- Decades:: 2000s; 2010s; 2020s;
- See also:: Other events of 2021; Timeline of Cuban history;

= 2021 in Cuba =

This article covers events in the year 2021 in Cuba.

==Events==

===January and February===
- January 1
  - The United States adds Banco Financiero International SA (BFI) to the Cuba Restricted List. The Trump administration is considering adding Cuba to its list of state-sponsored terrorism.
  - Cuba eliminates the "convertible peso" used in government establishments valued at 24 pesos/dollar for sales and 25 pesos/dollar for purchases. This is the first devaluation of the peso since the Revolution of 1959.
  - The minimum wage increases from 400 pesos to 2,100 pesos (US$17 to US$87).
- January 11 – The United States re-lists Cuba as State Sponsors of Terrorism. President Obama removed Cuba from the list in 2015.
- January 29
  - Thousands protest against and demand the resignation of Alpidio Alonso, Minister of Culture, for injuries and invasion of privacy.
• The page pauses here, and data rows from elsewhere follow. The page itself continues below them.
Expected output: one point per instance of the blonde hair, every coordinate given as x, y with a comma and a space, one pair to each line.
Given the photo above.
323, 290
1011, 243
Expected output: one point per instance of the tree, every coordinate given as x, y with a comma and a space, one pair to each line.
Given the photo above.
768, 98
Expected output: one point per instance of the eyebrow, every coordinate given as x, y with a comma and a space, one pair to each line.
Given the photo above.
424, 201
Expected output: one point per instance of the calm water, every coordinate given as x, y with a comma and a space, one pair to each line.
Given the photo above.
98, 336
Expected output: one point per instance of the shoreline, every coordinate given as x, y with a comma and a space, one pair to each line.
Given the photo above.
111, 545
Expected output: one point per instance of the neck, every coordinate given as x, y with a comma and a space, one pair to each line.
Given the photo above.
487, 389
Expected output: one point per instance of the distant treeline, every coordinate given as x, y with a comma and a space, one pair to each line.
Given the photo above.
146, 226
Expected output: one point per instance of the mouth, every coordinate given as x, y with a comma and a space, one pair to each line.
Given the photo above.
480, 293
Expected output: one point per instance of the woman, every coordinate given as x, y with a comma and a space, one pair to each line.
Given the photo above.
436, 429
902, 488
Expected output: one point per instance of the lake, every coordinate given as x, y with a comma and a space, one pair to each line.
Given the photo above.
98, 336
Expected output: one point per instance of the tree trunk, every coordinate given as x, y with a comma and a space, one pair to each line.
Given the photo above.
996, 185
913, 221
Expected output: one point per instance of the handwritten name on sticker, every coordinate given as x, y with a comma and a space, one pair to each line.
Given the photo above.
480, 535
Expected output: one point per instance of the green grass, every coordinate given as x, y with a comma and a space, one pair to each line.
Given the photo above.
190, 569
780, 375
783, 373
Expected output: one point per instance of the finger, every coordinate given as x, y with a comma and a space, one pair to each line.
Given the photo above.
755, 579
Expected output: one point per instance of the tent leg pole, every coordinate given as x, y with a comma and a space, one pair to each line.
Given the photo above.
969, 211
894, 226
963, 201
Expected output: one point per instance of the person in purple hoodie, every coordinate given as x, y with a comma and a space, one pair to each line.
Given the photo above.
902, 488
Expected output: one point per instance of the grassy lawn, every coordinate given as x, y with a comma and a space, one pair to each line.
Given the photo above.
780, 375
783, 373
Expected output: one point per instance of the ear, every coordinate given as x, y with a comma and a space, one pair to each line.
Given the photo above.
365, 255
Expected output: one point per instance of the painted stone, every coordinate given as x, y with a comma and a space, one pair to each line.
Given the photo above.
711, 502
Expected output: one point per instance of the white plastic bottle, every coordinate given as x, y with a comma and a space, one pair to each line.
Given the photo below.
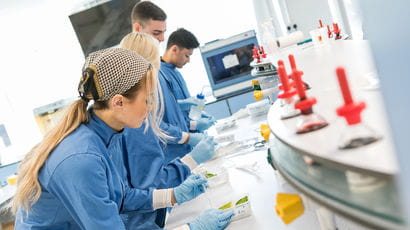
195, 112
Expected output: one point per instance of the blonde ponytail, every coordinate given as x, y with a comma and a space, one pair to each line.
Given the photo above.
28, 186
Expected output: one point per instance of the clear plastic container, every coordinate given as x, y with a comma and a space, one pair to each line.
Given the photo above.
357, 135
240, 206
195, 112
216, 176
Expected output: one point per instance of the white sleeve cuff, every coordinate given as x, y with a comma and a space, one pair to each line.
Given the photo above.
161, 198
183, 227
192, 125
189, 161
184, 137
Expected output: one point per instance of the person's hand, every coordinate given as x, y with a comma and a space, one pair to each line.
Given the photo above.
211, 219
204, 150
192, 187
195, 138
203, 124
185, 104
207, 115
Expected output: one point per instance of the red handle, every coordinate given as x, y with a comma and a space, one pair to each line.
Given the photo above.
344, 85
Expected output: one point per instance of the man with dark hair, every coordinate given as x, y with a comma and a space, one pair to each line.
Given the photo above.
180, 46
149, 18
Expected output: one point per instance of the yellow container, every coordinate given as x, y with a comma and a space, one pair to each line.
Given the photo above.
11, 180
288, 207
265, 131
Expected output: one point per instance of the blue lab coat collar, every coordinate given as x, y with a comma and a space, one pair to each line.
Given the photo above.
169, 65
105, 132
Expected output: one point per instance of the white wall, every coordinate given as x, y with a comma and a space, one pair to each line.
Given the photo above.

The demands came after a confrontation with entertainers and independent journalists who demanded more freedom of expression.
  - Cuban Revolutionary Armed Forces report that five soldiers are killed in a crash in Holguín Province.
- January 30
  - The Pentagon pauses its plans to provide voluntary COVID-19 vaccines to the forty prisoners held at the Guantanamo Bay detention camp.
  - Ten teachers are killed and 24 injured in a bus accident in Güines, Mayabeque Province.
- February 6 – Labor Minister Marta Elena Feito Cabrera says the list of permitted small businesses will expand from 127 to 2,000 activities.
- February 18 – Granma denounces the popular song Patria y Vida (″Homeland and Life″) which is being popularized by Yotuel Romero, Descemer Bueno, Gente de Zona, Maikel Osorbo, and El Funky.
- February 26 – José Daniel Ferrer of the Unión Patriótica de Cuba (Patriotic Union of Cuba, UNPACU) is arrested in Altamira, Santiago de Cuba. The United States demanded his release.

===March and April===
- March 5 – Sandro Castro, 29, grandson of Fidel Castro, apologizes for showing off an expensive Mercedes-Benz at 140 km per hour while the country is facing an economic crisis and food shortages.
- March 6 – Seven migrants are stopped at Islamorada and one at Duck Key in the Florida Keys. The U.S. has returned 87 people from Cuba trying to reach Florida by sea since October 1, 2020.
- March 31 – Russia and Cuba begin two days of high-level diplomatic talks.
- April 19 – At the 8th Congress of the Communist Party, Raúl Castro officially resigned as the First Secretary, the most powerful position in Cuba. Cuban President Miguel Díaz-Canel is officially named First Secretary of the Communist Party following the resignation of Raúl Castro. He is the first person not of the Castro family to hold the top position since the 1959 Cuban Revolution.

===July===
- July 11 – Biggest anti-government protests in years over the worst economic crisis since the 1990s and surges in COVID-19 infections, with protesters expressing anger over shortages of basic goods, curbs on civil liberties, and the government's handling of the COVID-19 pandemic in Cuba.

==Deaths==
- January 14 – Enrique Pineda Barnet, 87, film director and screenwriter (I Am Cuba).
- January 18 – Juan Carlos Tabío, 77, film director (Strawberry and Chocolate, Lista de Espera, 7 Days in Havana).
- February 15 – Gregorio Américo Pérez Valdés, 79, baseball player; prostate cancer.
- March 3 – Dagoberto Planos Despaigne, 64, singer; cirrhosis.
- March 20 – Orbe Luis Rodríguez, 58, baseball player (Industriales, Metropolitanos); cardiorespiratory arrest.